Le jeudi 16 mai 2013 notre résident à l'Elysée a fait un discours de PRESIDENT DE LA REPUBLIQUE. Mais passera-t-il de la parole à l'acte?
De ce discours nous pouvons retenir le point essentiel: L'INVERSION DE LA COURBE DU CHÔMAGE suite AU RETOUR DE LA CROISSANCE fin 2013.
Puis il est allé à la de l'Amérique Latine retrouver les députés et les sénateurs de sa majorité qui l'ont abondement applaudi. De ce fait ils assument une co-responsabilité en cas d'échec.
Les 3 courbes, dans cet article, montrent l'évolution des dépenses et ses conséquence sur la croissance et le chômage.
La majorité des économistes prévoient une croissance nulle à négative. Mais notre ministre de l'économie maintient une progression de +0,1%.

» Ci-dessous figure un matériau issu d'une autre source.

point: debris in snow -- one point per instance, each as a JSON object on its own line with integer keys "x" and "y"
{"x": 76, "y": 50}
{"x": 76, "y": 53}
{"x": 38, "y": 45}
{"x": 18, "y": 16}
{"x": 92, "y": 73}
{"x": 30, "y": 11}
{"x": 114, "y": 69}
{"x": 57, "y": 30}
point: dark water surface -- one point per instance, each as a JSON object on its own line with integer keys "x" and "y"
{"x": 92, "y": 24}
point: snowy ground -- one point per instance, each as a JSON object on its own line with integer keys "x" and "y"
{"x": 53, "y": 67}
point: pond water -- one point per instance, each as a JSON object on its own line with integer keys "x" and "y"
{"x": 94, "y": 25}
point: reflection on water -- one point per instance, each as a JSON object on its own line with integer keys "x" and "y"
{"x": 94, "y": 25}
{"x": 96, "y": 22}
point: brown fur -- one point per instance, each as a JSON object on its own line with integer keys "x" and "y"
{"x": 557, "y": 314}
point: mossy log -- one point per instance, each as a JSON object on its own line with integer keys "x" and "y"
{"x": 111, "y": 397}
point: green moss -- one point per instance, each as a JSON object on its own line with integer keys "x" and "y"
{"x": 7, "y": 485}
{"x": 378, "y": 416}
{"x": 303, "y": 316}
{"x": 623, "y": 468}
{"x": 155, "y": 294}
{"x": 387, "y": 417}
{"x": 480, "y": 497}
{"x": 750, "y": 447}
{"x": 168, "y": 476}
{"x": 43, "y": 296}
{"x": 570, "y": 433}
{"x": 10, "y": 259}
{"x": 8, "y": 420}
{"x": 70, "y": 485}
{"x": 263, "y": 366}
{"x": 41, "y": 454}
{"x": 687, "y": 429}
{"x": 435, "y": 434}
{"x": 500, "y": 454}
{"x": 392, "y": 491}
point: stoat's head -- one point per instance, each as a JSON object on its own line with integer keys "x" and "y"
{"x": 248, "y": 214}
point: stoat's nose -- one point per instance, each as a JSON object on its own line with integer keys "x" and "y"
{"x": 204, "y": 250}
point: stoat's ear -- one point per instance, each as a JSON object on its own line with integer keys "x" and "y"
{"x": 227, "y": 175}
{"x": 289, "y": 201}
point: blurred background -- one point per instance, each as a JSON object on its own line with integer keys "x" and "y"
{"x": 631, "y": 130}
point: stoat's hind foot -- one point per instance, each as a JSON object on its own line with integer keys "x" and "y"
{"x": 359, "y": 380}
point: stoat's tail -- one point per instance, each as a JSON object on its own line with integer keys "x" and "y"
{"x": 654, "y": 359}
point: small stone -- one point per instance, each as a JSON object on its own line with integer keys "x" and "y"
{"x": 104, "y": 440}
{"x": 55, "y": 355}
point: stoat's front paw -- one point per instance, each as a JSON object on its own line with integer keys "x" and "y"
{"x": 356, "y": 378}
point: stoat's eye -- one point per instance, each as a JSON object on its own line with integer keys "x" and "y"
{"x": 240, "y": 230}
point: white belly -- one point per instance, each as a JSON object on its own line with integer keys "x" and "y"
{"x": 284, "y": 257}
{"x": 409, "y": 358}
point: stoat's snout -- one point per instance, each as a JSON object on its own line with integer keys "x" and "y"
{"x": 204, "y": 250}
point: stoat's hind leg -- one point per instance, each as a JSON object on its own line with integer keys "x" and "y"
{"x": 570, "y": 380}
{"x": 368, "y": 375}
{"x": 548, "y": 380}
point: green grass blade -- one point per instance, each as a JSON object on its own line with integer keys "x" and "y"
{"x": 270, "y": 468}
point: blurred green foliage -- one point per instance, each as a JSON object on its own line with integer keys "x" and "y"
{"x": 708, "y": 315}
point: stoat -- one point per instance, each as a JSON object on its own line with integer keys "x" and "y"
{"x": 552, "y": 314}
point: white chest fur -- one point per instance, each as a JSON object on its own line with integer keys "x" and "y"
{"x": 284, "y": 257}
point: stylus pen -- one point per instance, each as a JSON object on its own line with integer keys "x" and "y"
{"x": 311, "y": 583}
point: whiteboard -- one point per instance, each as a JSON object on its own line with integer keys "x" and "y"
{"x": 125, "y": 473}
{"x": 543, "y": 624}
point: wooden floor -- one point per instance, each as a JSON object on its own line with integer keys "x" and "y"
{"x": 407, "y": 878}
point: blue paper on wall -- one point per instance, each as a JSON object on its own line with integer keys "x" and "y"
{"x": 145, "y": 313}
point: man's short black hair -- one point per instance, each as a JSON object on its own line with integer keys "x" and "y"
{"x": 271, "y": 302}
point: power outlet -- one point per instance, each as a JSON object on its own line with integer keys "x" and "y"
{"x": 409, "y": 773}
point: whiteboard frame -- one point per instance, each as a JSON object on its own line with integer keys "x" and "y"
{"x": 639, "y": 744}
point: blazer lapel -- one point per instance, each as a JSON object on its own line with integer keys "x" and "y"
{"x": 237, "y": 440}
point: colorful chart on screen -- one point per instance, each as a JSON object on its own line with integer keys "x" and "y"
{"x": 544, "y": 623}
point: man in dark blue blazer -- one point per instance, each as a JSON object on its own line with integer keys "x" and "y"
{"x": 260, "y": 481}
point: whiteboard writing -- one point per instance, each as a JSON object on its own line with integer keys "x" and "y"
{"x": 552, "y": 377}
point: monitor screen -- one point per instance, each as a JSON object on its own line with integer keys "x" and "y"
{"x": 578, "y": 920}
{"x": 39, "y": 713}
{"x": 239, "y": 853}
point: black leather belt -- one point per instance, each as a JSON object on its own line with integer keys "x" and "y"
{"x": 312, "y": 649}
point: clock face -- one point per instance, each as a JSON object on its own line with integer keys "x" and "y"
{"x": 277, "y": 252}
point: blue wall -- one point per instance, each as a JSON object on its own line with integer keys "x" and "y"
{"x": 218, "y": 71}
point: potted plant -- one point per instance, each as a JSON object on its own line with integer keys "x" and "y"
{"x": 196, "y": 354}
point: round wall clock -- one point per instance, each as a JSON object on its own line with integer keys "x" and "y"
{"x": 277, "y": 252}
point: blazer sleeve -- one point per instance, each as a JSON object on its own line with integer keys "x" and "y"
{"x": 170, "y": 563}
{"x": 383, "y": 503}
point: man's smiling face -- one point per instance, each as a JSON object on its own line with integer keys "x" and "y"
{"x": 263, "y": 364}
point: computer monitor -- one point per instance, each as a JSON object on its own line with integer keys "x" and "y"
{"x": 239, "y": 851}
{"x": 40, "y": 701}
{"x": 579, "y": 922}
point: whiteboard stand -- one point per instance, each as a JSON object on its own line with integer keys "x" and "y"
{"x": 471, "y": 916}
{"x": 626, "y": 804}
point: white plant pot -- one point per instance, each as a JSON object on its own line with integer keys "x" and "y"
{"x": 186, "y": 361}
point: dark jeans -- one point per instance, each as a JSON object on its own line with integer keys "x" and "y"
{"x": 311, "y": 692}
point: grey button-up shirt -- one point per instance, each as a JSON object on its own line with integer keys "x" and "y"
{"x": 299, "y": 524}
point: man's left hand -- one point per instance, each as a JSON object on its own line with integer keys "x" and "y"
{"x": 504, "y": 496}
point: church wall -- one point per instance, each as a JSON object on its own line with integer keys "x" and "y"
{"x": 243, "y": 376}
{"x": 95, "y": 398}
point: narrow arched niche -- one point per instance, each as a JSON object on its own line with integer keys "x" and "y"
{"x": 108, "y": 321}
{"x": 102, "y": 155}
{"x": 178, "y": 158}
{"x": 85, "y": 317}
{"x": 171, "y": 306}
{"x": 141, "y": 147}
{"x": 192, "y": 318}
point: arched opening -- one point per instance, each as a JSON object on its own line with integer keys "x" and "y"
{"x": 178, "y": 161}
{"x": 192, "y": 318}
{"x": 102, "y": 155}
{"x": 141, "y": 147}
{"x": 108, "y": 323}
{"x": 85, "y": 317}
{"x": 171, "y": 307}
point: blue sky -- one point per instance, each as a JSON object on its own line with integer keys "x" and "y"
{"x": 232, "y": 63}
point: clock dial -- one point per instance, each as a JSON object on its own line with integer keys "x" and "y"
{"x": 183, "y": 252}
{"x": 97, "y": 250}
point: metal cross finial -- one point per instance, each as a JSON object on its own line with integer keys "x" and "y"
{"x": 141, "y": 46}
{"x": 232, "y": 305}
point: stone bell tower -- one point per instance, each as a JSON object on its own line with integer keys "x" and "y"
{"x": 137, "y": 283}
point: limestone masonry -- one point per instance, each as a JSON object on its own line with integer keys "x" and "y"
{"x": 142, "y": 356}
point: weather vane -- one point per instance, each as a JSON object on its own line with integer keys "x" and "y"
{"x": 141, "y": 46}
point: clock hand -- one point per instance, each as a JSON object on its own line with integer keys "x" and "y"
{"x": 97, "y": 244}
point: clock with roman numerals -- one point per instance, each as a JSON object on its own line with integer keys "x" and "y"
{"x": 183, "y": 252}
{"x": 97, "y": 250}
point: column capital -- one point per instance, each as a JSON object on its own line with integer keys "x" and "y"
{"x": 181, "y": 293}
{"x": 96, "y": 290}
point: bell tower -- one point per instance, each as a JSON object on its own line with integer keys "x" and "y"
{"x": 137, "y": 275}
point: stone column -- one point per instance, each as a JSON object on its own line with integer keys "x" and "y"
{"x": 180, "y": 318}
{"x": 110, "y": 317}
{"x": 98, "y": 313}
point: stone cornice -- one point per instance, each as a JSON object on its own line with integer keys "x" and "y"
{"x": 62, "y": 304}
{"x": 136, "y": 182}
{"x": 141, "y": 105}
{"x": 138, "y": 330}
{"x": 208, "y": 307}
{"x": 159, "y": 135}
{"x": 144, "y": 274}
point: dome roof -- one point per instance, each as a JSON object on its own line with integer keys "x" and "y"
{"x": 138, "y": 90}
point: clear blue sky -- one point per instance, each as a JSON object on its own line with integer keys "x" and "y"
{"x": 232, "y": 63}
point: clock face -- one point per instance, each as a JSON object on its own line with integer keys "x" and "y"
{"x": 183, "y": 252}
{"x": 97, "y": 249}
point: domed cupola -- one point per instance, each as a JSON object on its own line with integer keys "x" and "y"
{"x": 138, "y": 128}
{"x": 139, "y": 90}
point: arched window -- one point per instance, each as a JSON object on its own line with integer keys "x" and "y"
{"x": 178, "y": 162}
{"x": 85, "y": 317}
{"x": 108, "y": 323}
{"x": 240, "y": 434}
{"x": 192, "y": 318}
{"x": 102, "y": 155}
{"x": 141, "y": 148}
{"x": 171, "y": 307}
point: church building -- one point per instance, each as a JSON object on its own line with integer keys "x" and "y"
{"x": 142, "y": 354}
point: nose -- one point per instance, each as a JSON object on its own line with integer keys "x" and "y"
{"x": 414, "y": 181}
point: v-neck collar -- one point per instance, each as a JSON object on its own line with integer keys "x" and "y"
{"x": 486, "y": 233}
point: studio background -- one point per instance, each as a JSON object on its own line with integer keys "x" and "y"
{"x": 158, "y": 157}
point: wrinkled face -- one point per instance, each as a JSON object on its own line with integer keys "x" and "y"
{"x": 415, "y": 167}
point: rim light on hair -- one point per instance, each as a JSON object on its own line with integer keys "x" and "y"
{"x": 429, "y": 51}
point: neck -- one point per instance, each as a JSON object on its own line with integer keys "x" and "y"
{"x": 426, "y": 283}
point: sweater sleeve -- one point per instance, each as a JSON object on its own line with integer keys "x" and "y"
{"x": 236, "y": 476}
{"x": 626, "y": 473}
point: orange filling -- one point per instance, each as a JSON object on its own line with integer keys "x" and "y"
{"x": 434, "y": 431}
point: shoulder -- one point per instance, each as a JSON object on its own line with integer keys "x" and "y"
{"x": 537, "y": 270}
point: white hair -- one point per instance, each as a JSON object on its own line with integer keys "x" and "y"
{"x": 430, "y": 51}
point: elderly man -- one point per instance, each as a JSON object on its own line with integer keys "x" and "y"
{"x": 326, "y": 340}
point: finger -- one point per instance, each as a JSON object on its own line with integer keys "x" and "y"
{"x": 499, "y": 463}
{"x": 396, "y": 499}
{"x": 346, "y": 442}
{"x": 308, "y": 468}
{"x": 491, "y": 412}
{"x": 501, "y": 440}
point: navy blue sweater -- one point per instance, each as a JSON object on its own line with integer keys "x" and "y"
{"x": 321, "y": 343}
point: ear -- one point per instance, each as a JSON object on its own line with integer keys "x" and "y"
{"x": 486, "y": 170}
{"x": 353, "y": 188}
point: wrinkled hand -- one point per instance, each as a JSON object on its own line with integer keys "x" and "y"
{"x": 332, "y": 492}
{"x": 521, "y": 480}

Pour stabiliser le chômage la croissance devrait être voisine de 1%.ILY A DONC MENSONGE sur l'inversion de la courbe du chômage. Les députés et sénateurs de la majorité sont responsables d'avaler une telle couleuvre en votant positivement toutes les propositions gouvernementales.
En 2014 nous devrons nous en souvenir et RAYER LEURS NOMS SUR LES LISTES ELECTORALES, ainsi que ceux du gouvernement antérieur qui nous ont trompés.
Tout le monde sait que notre problème ne se résoudra que par une diminution des dépenses et non par une augmentation de la fiscalité.
De plus il faudrait créer une TVA croissance de 3 à 5% pour diminuer les charges patronales de l'ordre de 15% et les charges salariales de 3à 5% pour augmenter le salaire net et donc le pouvoir d'achat des salariés.
L'ensemble de ces mesures devrait nous conduire vers une croissance du P.I.B. de l'ordre de 3% et donc une baisse du CHÔMAGE.
C'est sur la répartition de la baisse des dépenses que devrait se faire la différence entre la gauche et la droite.
En éliminant à partir de 2014 les élus qui ne pensent que réélection en étant soumis à leur parti politique que nous verrons de nouvelles personnalités politiques apparaitre qui penseront d'abord à LA FRANCE.
12,5 milliards d'impôts correspond à 0,5% de croissance en moins. En 2013 la destruction d'emploi prévu par l'IREF est de 160.000 dont 70.000 à cause le FISCALITE répartie à raison de 21,5% dans les grandes entreprises et le reste à savoir 78,5% dans les P.M.E.